Jeudi 11 janvier. Depuis trois jours, les agriculteurs allemands multiplient les actions de terrain contre la décision du gouvernement, annoncée trois semaines plus tôt, de supprimer l’allègement fiscal sur le gazole non routier. Ce matin-là encore, alors que des tracteurs bloquent des autoroutes dans tout le pays, une ville fait la « une » des médias : Cottbus, à la frontière polonaise, où plus d’un millier de manifestants se sont donné rendez-vous, malgré le froid polaire, devant le nouvel atelier de maintenance de la Deutsche Bahn, que doit venir inaugurer le chancelier, Olaf Scholz.

A quelques mètres de l’entrée, un homme se démarque, avec son gilet vert et son chapeau marron. La cinquantaine joviale, il semble connaître tout le monde, à commencer par les journalistes de la presse régionale avec qui il enchaîne les interviews. Heiko Terno dirige une exploitation de 360 vaches laitières entre Cottbus et Berlin et est vice-président de la Fédération des agriculteurs du Brandebourg. Interrogé sur ce qu’il pense du gouvernement, sa réponse fuse : « Le gros problème, ce sont les Verts. Comment a-t-on pu leur confier le ministère de l’agriculture ? Ces gens-là ne connaissent rien à nos problèmes. Avec les sociaux-démocrates [le parti d’Olaf Scholz] ou les libéraux [celui du ministre des finances, Christian Lindner], on peut ne pas être d’accord, mais au moins on discute. Avec les Verts, c’est impossible, on a affaire à des idéologues totalement coupés de la réalité. »

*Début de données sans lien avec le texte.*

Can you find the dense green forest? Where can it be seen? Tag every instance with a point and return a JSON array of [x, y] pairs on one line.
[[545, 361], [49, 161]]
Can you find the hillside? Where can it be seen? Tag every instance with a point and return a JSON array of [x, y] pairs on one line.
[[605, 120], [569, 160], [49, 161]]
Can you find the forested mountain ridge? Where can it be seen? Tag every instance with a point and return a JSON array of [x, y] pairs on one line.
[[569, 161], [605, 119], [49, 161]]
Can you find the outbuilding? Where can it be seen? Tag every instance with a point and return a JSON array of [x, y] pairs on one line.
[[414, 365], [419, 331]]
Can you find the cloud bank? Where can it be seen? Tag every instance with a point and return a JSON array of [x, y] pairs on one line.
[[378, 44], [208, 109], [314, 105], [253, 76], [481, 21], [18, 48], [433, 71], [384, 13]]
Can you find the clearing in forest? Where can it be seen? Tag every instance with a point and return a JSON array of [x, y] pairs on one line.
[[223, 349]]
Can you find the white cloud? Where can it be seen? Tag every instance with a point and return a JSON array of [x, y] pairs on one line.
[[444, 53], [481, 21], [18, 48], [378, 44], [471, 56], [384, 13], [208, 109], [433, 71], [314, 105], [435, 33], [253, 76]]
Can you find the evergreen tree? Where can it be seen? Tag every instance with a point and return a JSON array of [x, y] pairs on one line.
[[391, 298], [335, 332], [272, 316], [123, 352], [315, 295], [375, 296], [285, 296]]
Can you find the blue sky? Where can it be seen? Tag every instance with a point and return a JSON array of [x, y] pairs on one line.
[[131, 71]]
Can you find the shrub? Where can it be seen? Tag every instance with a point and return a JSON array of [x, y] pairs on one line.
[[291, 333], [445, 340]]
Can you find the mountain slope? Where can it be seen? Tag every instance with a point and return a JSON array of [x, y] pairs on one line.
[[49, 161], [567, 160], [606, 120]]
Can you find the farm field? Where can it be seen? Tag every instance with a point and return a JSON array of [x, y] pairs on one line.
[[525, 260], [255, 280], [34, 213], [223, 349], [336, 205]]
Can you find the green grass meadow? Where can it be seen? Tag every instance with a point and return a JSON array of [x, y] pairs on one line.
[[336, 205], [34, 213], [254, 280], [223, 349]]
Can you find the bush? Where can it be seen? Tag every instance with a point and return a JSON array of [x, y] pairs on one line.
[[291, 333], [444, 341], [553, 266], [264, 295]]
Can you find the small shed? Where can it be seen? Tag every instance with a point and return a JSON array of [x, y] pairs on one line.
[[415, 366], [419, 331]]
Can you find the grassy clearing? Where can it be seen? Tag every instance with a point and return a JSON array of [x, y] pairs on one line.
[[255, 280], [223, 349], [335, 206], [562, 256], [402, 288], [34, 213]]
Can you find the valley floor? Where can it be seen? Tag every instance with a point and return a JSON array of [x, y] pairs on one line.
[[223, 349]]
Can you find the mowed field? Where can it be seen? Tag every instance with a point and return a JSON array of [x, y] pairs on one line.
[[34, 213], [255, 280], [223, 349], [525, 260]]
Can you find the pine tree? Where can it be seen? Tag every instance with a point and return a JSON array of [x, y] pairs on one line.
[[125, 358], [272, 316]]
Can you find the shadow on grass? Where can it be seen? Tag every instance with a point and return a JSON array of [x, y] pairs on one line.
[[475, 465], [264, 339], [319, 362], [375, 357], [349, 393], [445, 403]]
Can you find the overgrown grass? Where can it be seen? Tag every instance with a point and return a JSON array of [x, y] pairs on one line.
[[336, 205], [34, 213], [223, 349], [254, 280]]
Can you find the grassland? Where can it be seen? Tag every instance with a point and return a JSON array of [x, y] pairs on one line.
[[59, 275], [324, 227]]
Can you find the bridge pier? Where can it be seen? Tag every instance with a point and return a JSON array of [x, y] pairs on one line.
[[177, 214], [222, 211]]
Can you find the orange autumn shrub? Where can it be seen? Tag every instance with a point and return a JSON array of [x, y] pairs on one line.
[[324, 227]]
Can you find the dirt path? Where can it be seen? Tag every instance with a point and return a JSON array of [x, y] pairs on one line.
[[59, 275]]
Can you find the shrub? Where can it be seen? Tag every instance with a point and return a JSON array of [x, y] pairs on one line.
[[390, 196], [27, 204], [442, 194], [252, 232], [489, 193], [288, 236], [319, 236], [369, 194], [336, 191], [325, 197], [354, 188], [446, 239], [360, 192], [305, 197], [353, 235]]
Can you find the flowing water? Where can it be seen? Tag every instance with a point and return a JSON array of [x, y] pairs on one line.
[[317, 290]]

En entendant parler politique, un vieil homme s’invite dans la conversation. Ouvrier textile à la retraite, il tenait à être là pour soutenir les agriculteurs. « Eux, c’est le prix du diesel, mais pour tout le monde, c’est pareil : on ne peut plus rien acheter ; depuis deux ans, tous les prix ont explosé. » Très vite, les coupables sont désignés : là encore, ce sont les Verts. « On avait du gaz pas cher mais sous prétexte qu’on l’achetait au méchant M. Poutine, ils ont fermé le robinet. On avait encore trois centrales nucléaires, mais comme ils ont décrété que le nucléaire est pire que Satan, on les a fermées au moment même où l’on risquait la pénurie d’électricité. Ces gens-là nous disent qu’ils veulent sauver la planète, mais en attendant, ils ruinent l’Allemagne et affament les Allemands. »

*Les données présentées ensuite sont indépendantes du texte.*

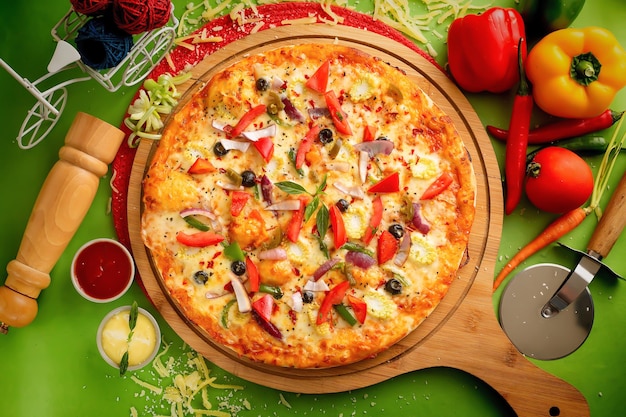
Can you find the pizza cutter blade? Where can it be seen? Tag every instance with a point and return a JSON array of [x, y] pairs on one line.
[[546, 310]]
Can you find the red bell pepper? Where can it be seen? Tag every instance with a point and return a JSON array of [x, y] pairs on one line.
[[339, 117], [377, 216], [334, 296], [483, 49], [201, 166], [386, 248], [265, 146], [319, 80], [238, 200], [438, 186], [339, 229], [359, 307], [200, 239], [389, 184], [264, 306], [305, 145], [253, 275], [246, 120]]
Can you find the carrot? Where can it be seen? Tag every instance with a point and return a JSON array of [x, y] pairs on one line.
[[555, 230]]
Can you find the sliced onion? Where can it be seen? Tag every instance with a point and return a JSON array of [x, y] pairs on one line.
[[274, 254], [375, 147], [340, 166], [420, 224], [353, 191], [266, 132], [325, 267], [287, 205], [296, 302], [403, 249], [243, 301], [364, 159], [360, 259], [317, 112], [198, 212], [291, 111], [230, 144], [229, 186], [266, 189], [316, 286]]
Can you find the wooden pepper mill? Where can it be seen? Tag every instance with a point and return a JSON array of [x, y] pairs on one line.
[[64, 199]]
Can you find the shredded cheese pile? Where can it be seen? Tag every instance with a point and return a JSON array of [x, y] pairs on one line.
[[186, 391]]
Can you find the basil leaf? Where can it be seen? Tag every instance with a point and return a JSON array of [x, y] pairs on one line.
[[310, 208], [124, 363], [322, 221], [291, 187]]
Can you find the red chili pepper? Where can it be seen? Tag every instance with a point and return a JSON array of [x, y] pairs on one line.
[[377, 216], [319, 80], [483, 49], [200, 239], [305, 145], [517, 143], [245, 121], [563, 129], [334, 296], [389, 184], [201, 166], [438, 186]]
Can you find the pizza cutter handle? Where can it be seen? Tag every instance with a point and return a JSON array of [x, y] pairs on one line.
[[611, 223], [62, 203]]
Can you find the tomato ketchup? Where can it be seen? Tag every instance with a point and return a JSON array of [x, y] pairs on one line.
[[103, 270]]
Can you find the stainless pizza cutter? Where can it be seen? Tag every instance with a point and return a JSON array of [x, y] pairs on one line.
[[547, 310]]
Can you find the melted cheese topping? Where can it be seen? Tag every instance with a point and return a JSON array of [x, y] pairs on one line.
[[371, 93]]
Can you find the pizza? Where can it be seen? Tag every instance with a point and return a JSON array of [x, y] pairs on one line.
[[308, 207]]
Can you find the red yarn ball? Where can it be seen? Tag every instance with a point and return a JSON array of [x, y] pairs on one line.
[[137, 16], [91, 7]]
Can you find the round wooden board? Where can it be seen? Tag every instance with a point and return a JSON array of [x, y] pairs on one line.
[[462, 332]]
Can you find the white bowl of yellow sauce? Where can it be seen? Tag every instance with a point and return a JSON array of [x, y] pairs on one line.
[[113, 341]]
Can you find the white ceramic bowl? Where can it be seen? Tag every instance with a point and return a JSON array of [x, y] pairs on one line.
[[102, 270], [149, 356]]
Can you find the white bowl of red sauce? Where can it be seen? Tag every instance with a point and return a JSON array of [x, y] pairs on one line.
[[102, 270]]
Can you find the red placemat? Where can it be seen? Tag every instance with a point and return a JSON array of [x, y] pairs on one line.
[[273, 15]]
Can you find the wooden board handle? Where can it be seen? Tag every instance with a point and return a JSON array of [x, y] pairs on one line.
[[611, 223], [62, 203]]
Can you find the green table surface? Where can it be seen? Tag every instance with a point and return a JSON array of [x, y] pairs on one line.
[[52, 367]]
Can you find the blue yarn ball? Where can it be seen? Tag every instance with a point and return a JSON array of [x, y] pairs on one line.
[[101, 44]]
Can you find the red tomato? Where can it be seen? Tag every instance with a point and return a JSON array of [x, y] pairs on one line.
[[558, 180]]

Les mots sont durs, mais ils traduisent un air du temps. Début 2021, le cercle de réflexion More in Common et l’institut de sondage Kantar avaient demandé à un échantillon représentatif de la population allemande : « Soutenez-vous le mouvement sociétal en faveur de la protection de l’environnement et de la lutte contre le changement climatique ? » A l’époque, 68 % des personnes interrogées avaient répondu oui. Deux ans plus tard, en mai 2023, seuls 34 % des sondés ont répondu positivement à cette même question.